# Need some help and advice



## chuckb (Jul 3, 2010)

Happy 4th weekend to all...

been burning hickory wood all night long and enjoy a cold beverage wih some good friends, excellent start to the holiday weekend!

Ok, just completed my 1st brisket and my pork butt has just moved from the smoker to the oven to finish.  It's 8:30am CST and my get together is 6pm; the brisket is double wrapped in foil, wrapped in a heavy towel and in the cooler...how long can I safely keep it in their (will it make it to 6pm)?  If not please tell me how to proceed with the brisket.

Thanks,

CB


----------



## eman (Jul 3, 2010)

Hmmmmmm.

 9+ hours in the chest is pushing it IMHO.

 May be doable i just don't know.

 Put your probe in the brisket and then wrap it real good and stuff the chest w/ towels and try it. just keep an eye on your internal temp. if it starts to drop to low then you can do one of 2 things, either wrap in heavy foil w/ a bit of the juices put it in a low oven to keep the temps up or chill and reheat .

 i would go the oven route if it was me.


----------



## ellymae (Jul 3, 2010)

eman nailed it.

You have to keep an eye on your temps - no going below 140 degrees F. You may be alb eot get away with that in the chest but I wouldn't bet my (or anyone elses) health on it.

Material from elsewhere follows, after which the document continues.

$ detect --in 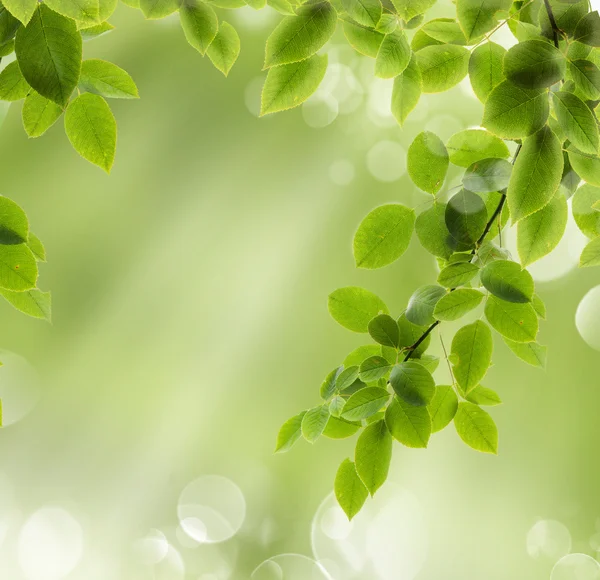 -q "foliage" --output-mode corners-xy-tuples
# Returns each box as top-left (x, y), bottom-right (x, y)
(0, 0), (600, 518)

If it starts dropping throw it in a 225 degree oven - enjoy and get some sleep!


----------



## pignit (Jul 8, 2010)

If it were me.... I'd drop my oven temp to 195, wrap it in a foil pan with it's juice sealed really tight with foil and leave it in the oven till about 1:30 or 2:00 then pull it, wrap it in towels and into the cooler to stay hot. Maybe even leave it until 3:00. 4 to 5 hours in the cooler resting is all I've ever safely got out of resting. Either way you go.... it's gonna be good.


----------